A growing body of research shows that learning and development professionals have a real opportunity to influence the degree of employee engagement with their strategies and programs.
The concerns of learning professionals and the top priorities of our organizations rarely align, but we are finding that synergy now on the topic of employee engagement. Increasingly more business leaders agree that engagement leads to better performance, higher quality outcomes, increased customer satisfaction, and talent retention. Unfortunately, studies show that employee engagement often is alarmingly weak.
A large body of research on engagement is demonstrating that the areas that most influence employee engagement are those activities that fall within the scope of learning and development professionals. Recent research conducted by Brad Shuck, Angie Shuck, and Thomas G. Reio Jr. suggests that 41 percent of the variance in engagement is driven by activities that learning and development professionals have the opportunity to influence. In turn, 70 percent of the variance in performance ultimately can be explained by the degree of engagement.
"Taking human performance to the next level falls directly within our scope of work," says engagement expert Brad Shuck, assistant professor in the workforce and human resource education program at the University of Louisville.
In short, our work matters. The Shuck, Shuck, and Reio study surveyed 241 healthcare professionals across multiple hospitals throughout the United States. It found specific factors that most predict the degree of employee engagement (and their percentage of variance explained by each factor). They include
- perception that work is meaningful (15 percent)
- access to L&D and career development activities (12 percent)
- supportive, flexible management (8 percent)
- appropriately challenging work (6 percent).
Our work in manager development helps to ensure meaningful work and a supportive environment by focusing on communication, collaboration, empowerment, and recognition. Access to learning and development is certainly in our purview, and we can especially focus on identifying the future needs of the organization by putting systems in place to allow employees to identify where they might want to develop, and advocating for dedicating sufficient time and resources for learning.
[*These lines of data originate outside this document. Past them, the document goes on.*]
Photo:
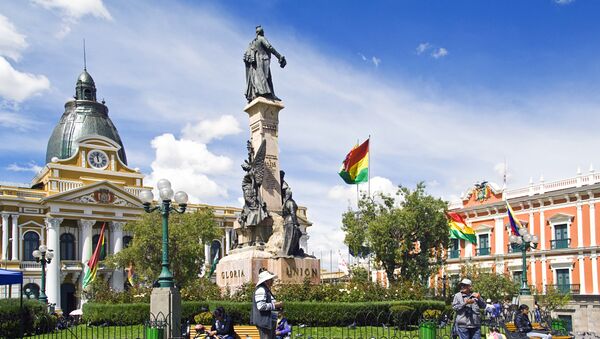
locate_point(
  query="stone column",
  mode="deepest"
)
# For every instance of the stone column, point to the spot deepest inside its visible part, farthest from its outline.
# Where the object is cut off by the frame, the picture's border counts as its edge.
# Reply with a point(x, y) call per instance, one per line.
point(544, 269)
point(53, 268)
point(4, 254)
point(592, 223)
point(542, 230)
point(594, 257)
point(85, 239)
point(116, 236)
point(264, 124)
point(579, 225)
point(15, 236)
point(582, 274)
point(499, 235)
point(227, 240)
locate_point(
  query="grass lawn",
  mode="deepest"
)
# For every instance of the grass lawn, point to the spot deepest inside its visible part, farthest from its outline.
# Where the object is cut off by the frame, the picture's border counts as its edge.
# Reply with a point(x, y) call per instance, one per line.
point(84, 331)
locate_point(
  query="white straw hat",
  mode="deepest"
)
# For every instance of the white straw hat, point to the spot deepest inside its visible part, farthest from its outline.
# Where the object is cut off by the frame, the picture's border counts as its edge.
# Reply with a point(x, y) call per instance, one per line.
point(265, 276)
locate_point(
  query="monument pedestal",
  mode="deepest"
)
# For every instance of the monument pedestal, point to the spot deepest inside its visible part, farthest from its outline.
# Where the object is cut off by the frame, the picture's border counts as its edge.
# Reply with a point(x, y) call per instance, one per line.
point(242, 265)
point(264, 125)
point(165, 305)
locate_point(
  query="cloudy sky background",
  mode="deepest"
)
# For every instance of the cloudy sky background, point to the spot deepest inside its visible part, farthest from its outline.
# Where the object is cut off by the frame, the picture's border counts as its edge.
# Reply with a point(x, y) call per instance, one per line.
point(448, 91)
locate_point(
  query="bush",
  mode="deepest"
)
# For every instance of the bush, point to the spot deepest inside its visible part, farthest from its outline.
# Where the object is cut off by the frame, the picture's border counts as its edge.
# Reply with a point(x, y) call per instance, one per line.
point(32, 315)
point(133, 314)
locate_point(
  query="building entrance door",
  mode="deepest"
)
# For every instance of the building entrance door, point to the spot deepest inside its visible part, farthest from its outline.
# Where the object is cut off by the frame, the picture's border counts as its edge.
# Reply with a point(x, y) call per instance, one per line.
point(67, 298)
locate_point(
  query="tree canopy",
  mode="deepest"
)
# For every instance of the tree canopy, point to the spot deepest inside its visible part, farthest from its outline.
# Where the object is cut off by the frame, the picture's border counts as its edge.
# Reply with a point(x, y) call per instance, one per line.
point(406, 232)
point(187, 232)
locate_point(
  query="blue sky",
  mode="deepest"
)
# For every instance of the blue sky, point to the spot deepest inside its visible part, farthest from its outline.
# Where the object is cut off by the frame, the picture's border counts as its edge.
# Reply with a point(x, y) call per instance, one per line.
point(448, 90)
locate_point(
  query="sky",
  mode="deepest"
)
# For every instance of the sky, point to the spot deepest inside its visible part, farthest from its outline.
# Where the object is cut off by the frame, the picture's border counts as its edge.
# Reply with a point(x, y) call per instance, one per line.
point(449, 91)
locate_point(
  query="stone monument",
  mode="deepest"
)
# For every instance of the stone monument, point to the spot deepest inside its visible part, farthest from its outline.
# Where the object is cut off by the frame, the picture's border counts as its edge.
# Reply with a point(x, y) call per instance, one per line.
point(267, 233)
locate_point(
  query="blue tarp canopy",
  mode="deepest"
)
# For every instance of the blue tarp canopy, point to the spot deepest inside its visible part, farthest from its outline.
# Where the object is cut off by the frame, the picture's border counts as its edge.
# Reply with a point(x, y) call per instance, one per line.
point(8, 277)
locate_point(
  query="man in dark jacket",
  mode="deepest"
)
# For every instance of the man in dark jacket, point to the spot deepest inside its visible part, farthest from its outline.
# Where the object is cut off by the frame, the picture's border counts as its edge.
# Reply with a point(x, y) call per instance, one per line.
point(223, 325)
point(523, 324)
point(467, 304)
point(264, 306)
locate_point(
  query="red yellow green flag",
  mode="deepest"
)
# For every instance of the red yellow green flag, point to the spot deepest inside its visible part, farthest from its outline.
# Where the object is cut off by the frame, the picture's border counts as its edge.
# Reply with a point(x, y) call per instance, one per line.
point(92, 266)
point(459, 228)
point(355, 168)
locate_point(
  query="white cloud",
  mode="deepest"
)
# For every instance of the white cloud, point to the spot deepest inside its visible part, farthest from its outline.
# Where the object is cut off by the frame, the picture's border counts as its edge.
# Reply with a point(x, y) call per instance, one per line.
point(29, 167)
point(188, 165)
point(76, 9)
point(18, 86)
point(439, 53)
point(376, 61)
point(423, 47)
point(16, 120)
point(207, 130)
point(11, 41)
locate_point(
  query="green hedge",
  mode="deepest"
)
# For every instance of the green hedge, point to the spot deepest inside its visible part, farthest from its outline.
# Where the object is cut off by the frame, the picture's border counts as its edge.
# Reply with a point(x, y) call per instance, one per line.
point(132, 314)
point(309, 313)
point(34, 316)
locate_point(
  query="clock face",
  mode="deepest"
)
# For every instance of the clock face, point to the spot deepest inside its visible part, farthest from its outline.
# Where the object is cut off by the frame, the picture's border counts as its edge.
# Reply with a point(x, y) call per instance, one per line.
point(98, 159)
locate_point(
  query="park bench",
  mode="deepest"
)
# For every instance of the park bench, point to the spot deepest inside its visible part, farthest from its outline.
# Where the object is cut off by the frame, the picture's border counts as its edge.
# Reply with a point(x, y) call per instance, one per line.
point(511, 331)
point(241, 331)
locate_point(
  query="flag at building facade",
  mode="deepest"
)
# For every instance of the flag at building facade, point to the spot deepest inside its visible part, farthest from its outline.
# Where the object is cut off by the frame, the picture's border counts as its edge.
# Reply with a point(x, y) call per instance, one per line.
point(515, 224)
point(459, 228)
point(92, 265)
point(355, 168)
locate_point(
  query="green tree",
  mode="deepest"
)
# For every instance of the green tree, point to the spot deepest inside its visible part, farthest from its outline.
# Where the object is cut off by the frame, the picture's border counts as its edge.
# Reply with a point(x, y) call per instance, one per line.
point(186, 251)
point(495, 286)
point(408, 231)
point(551, 300)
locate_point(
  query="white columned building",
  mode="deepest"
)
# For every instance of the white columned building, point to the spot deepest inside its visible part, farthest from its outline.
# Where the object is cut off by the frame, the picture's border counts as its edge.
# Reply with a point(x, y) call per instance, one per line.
point(116, 236)
point(53, 268)
point(15, 237)
point(4, 253)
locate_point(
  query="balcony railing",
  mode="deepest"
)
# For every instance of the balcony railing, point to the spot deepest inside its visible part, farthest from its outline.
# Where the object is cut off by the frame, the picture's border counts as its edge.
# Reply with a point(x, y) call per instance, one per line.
point(512, 250)
point(483, 251)
point(560, 243)
point(566, 288)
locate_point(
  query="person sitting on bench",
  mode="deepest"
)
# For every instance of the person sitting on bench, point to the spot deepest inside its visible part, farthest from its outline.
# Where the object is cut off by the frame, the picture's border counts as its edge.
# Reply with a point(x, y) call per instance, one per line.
point(523, 324)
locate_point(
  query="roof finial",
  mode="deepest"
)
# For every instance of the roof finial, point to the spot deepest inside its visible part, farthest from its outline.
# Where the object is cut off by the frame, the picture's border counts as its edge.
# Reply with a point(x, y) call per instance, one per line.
point(84, 61)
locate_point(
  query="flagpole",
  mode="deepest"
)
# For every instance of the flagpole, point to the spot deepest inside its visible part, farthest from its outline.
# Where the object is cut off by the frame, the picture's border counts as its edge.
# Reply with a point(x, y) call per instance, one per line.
point(369, 170)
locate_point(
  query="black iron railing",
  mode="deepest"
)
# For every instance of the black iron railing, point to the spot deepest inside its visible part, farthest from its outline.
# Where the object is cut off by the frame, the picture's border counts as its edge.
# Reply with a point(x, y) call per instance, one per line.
point(560, 243)
point(483, 251)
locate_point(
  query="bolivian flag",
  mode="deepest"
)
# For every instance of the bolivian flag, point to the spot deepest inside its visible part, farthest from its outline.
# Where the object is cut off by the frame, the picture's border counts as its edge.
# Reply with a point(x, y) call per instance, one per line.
point(459, 228)
point(92, 266)
point(515, 224)
point(355, 168)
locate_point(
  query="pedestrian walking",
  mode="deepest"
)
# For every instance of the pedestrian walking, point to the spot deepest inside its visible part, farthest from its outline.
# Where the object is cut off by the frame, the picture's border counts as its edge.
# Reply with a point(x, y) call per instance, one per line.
point(264, 306)
point(467, 304)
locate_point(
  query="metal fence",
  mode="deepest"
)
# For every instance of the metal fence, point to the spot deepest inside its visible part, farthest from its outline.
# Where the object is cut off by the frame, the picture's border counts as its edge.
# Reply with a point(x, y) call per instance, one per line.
point(399, 323)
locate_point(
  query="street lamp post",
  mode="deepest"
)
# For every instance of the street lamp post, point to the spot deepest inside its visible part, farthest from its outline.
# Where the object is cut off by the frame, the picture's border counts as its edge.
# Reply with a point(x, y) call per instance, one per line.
point(165, 278)
point(523, 242)
point(44, 256)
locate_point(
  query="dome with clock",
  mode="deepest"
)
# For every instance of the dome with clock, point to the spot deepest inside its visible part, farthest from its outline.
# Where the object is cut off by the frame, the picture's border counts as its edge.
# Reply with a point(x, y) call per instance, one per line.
point(83, 116)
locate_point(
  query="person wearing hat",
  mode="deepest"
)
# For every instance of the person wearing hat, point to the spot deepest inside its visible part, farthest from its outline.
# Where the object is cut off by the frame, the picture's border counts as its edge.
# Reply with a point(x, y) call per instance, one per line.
point(467, 304)
point(264, 307)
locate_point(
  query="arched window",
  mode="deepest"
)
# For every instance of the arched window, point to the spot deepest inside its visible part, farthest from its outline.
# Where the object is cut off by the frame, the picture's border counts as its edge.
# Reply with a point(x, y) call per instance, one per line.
point(127, 240)
point(31, 242)
point(94, 244)
point(67, 246)
point(31, 291)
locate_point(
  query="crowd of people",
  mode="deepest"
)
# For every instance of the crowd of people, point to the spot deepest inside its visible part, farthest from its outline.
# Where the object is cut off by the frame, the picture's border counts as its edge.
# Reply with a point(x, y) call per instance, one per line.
point(269, 318)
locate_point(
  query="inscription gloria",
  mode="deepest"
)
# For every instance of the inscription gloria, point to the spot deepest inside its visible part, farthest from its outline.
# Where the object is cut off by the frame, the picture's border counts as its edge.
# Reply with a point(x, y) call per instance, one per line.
point(233, 274)
point(301, 272)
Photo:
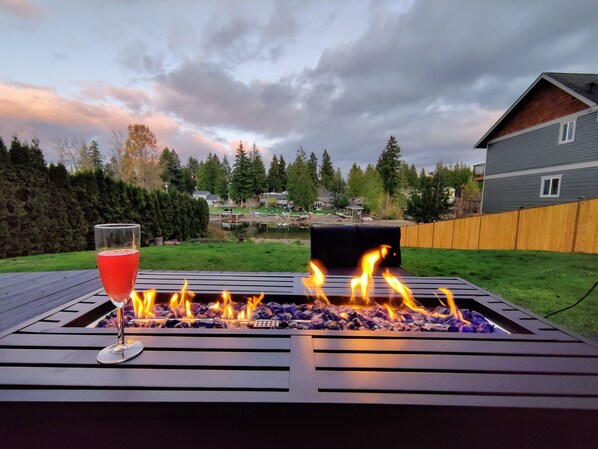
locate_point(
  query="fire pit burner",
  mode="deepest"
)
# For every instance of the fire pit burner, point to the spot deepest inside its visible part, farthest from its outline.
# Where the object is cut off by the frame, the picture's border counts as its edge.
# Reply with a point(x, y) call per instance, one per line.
point(314, 316)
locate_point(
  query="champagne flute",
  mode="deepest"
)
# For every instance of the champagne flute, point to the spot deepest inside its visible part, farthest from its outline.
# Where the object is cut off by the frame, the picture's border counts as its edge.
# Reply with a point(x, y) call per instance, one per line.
point(117, 254)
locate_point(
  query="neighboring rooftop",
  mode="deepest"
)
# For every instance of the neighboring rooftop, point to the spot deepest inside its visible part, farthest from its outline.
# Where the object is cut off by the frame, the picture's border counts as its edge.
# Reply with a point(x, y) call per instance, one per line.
point(581, 86)
point(584, 84)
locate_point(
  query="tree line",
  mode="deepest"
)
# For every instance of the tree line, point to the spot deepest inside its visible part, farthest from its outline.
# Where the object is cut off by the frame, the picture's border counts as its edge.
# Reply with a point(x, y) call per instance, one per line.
point(46, 209)
point(389, 188)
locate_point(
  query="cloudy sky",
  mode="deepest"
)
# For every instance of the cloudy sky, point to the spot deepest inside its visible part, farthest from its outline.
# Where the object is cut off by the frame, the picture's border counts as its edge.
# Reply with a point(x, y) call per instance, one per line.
point(336, 74)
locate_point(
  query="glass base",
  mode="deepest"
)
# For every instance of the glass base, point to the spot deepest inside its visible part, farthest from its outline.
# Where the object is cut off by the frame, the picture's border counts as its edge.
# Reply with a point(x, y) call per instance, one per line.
point(115, 354)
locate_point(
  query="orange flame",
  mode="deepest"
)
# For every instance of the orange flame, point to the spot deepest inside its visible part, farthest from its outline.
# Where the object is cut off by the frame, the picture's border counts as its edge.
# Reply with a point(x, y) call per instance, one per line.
point(368, 265)
point(410, 302)
point(180, 303)
point(316, 281)
point(408, 299)
point(452, 306)
point(143, 307)
point(391, 313)
point(228, 310)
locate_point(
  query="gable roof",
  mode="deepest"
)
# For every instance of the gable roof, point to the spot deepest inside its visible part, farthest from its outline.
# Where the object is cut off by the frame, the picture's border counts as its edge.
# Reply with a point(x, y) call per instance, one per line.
point(583, 86)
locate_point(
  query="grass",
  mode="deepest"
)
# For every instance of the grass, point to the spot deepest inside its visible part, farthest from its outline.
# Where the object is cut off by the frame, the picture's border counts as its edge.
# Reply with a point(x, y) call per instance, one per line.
point(539, 281)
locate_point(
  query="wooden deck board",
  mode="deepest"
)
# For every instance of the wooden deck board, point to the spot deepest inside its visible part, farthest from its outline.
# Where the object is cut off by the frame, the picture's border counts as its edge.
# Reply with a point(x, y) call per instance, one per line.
point(541, 375)
point(26, 295)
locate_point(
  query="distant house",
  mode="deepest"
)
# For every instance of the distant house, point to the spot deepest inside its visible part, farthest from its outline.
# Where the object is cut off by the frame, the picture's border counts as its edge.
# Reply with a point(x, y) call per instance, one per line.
point(324, 199)
point(201, 194)
point(544, 149)
point(279, 198)
point(213, 199)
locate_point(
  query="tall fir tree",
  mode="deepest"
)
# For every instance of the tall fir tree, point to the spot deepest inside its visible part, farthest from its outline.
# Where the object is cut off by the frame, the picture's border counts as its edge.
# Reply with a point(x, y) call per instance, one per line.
point(241, 182)
point(355, 181)
point(413, 177)
point(274, 183)
point(430, 202)
point(258, 171)
point(338, 188)
point(312, 166)
point(326, 170)
point(224, 180)
point(282, 172)
point(300, 186)
point(389, 165)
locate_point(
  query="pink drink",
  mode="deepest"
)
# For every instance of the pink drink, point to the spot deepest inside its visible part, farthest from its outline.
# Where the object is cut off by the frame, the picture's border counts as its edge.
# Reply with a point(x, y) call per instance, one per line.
point(118, 271)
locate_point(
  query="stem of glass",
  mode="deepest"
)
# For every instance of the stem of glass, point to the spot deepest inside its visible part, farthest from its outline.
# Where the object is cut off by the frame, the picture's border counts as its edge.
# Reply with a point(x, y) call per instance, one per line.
point(120, 328)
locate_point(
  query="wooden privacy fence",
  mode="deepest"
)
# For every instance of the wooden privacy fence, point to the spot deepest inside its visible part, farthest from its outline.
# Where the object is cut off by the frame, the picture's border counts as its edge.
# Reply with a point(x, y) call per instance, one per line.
point(569, 227)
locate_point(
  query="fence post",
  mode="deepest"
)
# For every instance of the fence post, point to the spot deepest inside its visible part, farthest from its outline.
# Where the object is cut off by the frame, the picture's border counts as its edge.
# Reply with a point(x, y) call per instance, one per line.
point(575, 228)
point(517, 229)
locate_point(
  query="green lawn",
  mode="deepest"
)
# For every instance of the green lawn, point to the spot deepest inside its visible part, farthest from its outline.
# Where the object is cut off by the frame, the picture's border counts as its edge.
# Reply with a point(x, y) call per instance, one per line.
point(539, 281)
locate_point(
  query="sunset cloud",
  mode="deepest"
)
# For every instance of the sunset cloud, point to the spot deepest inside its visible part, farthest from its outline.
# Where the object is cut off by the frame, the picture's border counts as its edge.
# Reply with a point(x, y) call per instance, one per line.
point(23, 9)
point(39, 112)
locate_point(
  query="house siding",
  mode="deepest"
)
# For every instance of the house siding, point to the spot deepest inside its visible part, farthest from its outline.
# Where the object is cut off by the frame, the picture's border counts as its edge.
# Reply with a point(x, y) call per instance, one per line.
point(540, 148)
point(544, 103)
point(515, 192)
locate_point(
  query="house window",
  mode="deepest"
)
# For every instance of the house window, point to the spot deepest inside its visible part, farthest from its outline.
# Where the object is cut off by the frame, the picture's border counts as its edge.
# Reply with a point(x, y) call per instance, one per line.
point(551, 186)
point(567, 133)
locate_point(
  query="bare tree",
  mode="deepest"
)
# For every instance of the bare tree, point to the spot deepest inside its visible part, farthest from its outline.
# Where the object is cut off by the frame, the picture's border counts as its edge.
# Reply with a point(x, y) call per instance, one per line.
point(68, 152)
point(114, 166)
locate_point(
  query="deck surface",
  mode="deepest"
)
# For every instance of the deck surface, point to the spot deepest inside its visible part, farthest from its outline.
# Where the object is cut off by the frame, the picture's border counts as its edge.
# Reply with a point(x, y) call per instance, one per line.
point(539, 378)
point(26, 295)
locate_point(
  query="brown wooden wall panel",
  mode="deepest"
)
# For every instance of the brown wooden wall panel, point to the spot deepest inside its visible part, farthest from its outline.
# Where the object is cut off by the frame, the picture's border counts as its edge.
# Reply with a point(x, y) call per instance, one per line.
point(547, 228)
point(425, 237)
point(409, 235)
point(499, 231)
point(443, 234)
point(586, 240)
point(466, 233)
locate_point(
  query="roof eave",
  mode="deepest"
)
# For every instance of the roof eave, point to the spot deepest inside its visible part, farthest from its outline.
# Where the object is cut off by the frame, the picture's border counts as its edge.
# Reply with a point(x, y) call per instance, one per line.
point(483, 142)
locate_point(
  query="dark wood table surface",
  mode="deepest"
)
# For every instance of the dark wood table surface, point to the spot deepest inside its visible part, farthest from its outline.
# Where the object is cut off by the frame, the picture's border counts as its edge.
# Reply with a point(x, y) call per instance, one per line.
point(539, 386)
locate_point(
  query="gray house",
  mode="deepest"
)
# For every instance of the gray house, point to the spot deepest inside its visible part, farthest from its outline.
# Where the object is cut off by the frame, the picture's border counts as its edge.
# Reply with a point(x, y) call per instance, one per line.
point(544, 149)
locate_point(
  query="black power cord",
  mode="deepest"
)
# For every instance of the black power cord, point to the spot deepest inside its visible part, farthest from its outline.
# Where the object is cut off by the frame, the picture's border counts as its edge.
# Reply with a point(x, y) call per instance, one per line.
point(580, 300)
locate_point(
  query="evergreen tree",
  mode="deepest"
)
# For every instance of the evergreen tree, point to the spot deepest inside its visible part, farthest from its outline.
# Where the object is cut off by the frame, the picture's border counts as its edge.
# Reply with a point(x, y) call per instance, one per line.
point(338, 188)
point(274, 181)
point(301, 189)
point(223, 182)
point(312, 166)
point(373, 189)
point(241, 182)
point(412, 177)
point(430, 202)
point(389, 165)
point(258, 172)
point(355, 181)
point(187, 180)
point(208, 173)
point(326, 170)
point(282, 173)
point(97, 159)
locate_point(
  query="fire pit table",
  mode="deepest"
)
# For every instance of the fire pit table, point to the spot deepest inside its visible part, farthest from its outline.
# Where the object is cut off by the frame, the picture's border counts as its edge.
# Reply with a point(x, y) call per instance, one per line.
point(528, 385)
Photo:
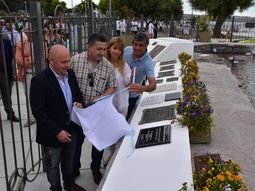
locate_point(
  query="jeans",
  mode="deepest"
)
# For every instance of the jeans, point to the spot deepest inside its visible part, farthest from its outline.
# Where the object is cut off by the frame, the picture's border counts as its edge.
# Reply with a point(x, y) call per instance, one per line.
point(78, 150)
point(96, 158)
point(6, 91)
point(26, 86)
point(63, 156)
point(132, 103)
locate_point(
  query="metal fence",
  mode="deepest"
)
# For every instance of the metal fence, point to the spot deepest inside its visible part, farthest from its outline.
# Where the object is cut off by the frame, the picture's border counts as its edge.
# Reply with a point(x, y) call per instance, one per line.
point(235, 29)
point(21, 157)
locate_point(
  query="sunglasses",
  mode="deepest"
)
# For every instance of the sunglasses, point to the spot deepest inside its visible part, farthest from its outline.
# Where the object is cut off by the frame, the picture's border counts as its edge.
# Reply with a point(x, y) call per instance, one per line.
point(91, 79)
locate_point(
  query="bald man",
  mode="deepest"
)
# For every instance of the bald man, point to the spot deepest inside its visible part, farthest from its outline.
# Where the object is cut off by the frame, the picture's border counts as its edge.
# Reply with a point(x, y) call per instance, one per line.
point(53, 93)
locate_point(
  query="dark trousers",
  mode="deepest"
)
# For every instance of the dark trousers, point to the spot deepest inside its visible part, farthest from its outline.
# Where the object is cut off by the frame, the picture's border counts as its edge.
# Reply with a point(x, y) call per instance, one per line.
point(131, 106)
point(6, 91)
point(63, 156)
point(78, 150)
point(96, 157)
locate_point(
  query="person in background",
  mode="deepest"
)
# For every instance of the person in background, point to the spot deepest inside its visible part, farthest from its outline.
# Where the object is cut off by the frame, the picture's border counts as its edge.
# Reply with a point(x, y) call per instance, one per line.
point(115, 54)
point(24, 60)
point(151, 30)
point(53, 93)
point(118, 26)
point(6, 59)
point(134, 26)
point(11, 33)
point(96, 78)
point(137, 57)
point(123, 26)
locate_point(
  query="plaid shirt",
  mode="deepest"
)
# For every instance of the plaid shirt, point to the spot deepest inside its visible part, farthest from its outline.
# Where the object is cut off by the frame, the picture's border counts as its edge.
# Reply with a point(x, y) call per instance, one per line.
point(103, 75)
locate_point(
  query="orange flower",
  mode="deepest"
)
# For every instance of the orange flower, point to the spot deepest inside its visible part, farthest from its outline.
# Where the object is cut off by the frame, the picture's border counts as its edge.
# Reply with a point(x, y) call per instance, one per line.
point(220, 177)
point(238, 177)
point(228, 173)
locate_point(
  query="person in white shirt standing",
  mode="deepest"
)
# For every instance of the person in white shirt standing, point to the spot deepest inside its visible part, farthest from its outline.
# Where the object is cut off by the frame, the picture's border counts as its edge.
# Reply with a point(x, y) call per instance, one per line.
point(114, 54)
point(150, 30)
point(118, 26)
point(123, 26)
point(134, 26)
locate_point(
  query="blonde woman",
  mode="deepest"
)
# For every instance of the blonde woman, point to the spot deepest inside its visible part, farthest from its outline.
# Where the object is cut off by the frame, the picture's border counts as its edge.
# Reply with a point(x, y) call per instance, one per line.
point(114, 54)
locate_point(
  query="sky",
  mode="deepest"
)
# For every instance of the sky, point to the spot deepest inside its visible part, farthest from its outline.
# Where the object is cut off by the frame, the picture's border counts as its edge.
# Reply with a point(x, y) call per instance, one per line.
point(186, 7)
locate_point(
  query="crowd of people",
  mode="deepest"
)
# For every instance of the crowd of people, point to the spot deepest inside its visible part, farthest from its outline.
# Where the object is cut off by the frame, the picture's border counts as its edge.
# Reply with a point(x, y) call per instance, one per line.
point(123, 27)
point(80, 80)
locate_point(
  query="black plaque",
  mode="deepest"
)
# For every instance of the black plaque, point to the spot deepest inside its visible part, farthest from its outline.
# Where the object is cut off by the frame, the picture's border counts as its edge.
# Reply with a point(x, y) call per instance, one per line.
point(158, 114)
point(173, 96)
point(167, 62)
point(165, 74)
point(154, 136)
point(162, 68)
point(156, 50)
point(159, 81)
point(172, 79)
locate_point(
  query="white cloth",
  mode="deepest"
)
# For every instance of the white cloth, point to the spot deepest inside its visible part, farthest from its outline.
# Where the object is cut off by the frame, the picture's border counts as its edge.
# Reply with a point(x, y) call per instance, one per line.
point(102, 124)
point(120, 100)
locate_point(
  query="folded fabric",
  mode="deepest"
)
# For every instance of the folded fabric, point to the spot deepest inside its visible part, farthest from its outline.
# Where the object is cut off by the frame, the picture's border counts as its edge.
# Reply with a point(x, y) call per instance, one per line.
point(102, 124)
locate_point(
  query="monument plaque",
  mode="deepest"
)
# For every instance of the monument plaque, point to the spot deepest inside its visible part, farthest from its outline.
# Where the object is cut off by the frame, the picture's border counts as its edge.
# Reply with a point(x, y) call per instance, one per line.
point(159, 81)
point(156, 50)
point(168, 62)
point(165, 74)
point(162, 68)
point(158, 114)
point(154, 136)
point(165, 87)
point(172, 79)
point(173, 96)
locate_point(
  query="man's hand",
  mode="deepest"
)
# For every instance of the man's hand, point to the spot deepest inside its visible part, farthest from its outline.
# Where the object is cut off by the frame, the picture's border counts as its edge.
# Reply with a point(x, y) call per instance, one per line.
point(136, 88)
point(64, 137)
point(77, 104)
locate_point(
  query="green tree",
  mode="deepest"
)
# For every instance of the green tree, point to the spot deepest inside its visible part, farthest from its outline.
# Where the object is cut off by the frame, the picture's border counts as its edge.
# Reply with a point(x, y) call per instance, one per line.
point(220, 10)
point(50, 5)
point(148, 8)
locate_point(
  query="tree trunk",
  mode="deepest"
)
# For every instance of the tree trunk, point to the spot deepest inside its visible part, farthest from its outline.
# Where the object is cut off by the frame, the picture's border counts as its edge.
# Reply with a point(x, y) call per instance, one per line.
point(217, 28)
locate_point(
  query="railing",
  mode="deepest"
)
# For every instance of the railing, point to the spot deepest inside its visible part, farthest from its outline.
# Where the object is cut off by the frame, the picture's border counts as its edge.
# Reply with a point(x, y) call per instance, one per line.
point(21, 157)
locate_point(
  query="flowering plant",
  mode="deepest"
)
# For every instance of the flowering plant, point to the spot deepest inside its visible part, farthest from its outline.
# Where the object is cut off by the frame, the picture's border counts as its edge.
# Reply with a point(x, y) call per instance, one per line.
point(194, 106)
point(195, 109)
point(218, 175)
point(183, 57)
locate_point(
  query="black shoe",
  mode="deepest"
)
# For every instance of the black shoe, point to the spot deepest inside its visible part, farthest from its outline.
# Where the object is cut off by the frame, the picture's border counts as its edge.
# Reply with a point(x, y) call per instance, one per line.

The Shuck and Reio research and other studies have led to new models of employee engagement that can help learning and development professionals to organize their strategies to support their companies' efforts to increase engagement. Defining engagement is an important starting point. Shuck defines engagement as the degree of energy employees direct toward organizational outcomes. Employees demonstrate engagement on three planes—through their thoughts and beliefs, their feelings, and their actions.
Shuck advises that there is no one-size-fits-all approach. "We need to follow engagement principles, not trendy methods." Instead, leaders should "determine the one or two leverage points important in your organization, and dig down to explore what those factors mean to your employees. Your strategies need to be localized to your organization to work."